The Princess and the Frog

This is not your typical animal-bride tale though it does carry the substance of the theme.

Early this morning I awoke from an unfinished dream with a powerful urge to record it in my journal. So much so it propelled me out of bed in a flash of insight. I had to write like lightning to get this down before its substance disappeared in the light. It was a wondrous journey cut short by the time sensitive dilemma that the dream situation posed.

Despite the chosen title for this post, I have not seen Disney’s Frog Princess (2009) even though I know it was in development for decades.

I found myself in an enchanted village of creatives, the likes of which I haven’t felt since working in story development for Disney Animated Features. We were tucked in a non-descript warehouse on a plain Glendale street. Strictly ‘b’ real estate (and barely that), just a few doors down and across the street from Imagineering, a hotbed of creative geniuses equally disguised behind the window-dressing of the ordinary.

We were a group of hand-picked young writers and artists, humming like a hive in drab surroundings and under intense pressure to perform. We were tasked to create fresh, modern, magical takes from tired old tales and obscure children’s literature or ferret out new gems for adaptation. All the while, the artists toiled away at conjuring colorful worlds out of nothing but ink and paint.

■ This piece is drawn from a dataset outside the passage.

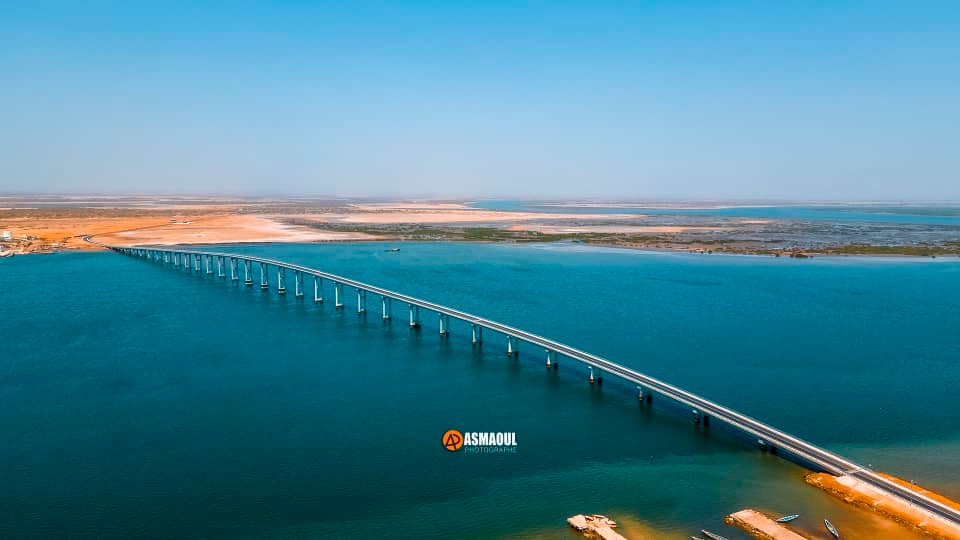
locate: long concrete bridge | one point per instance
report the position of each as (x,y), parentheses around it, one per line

What a thrill!

How my dream self landed in this unexpectedly magical place was much the same. I’d stumbled into their midst out of sheer, desperate stubbornness and the time was ripe. The resigned grind of daily work life with its routines and predictable, average outcomes seemed a hellish, slave existence. I simply couldn’t accept it even though I felt the hopeless sameness eroding into my valiant crusade to break-through.

The dream staged the story in merry old England. A village of wattle and daub shops with quaint thatched roofs, arranged around bumpy cobblestone walkways and patches of grassy green. Somebody’d quit the publisher in a tizzy and I just happened on the scene. They gave me a writing assignment with an imminent deadline. I had an hour to spin a frothy tale about a frog.

Using the deadline coupled with my passion for a juicy writing spot in a creative collaborative, I wrote as fast as I’ve ever done before. It was taking every last bit of wit and focus but just as I neared the finish, five of the magazine’s employees found me scribbling madly on the green and peppered me with questions. I felt I had to answer. It split my focus and drove me off course just long enough to run out the clock. Blast!

I was forced to hand in the unfinished story. Near tears in frustration and disappointment, I toured the charming village with my sister, half hoping the unfinished story might be somehow perceived as cleverly intentional – a to-be-continued stroke of genius. A tongue-in-cheek way to buy more time and perhaps a meeting with the management.

When I stopped back around the Typesetter informed me there had been a mistake in the layout. He thought my unfinished story rendered it disingenuous but it didn’t matter. I got another shot to make it right. It turns out the publication was a modern twist on the 19th century Penny Dreadful – sensational pulp fiction for the common man.

The publisher built a cheeky but popular and profitable enterprise by adapting bits of local folk lore and marrying it with current news. Thus, an Ogre was cast as a dirty fighting politician and the meek Frog I’d been hired to write about were intended as companion pieces to render the broad cartoony presentation with a sense of fairness and balance.

Although I was horrified to learn all this after-the-fact, I set to work reframing the story in the proper context and genre which was, of course, satire. And so, much like the Frog who’d been bewitched by an Ogre and hoodwinked by a gang of ne’er do wells, Providence bestowed a second chance at a once-in-a-lifetime thing and I became a Princess again.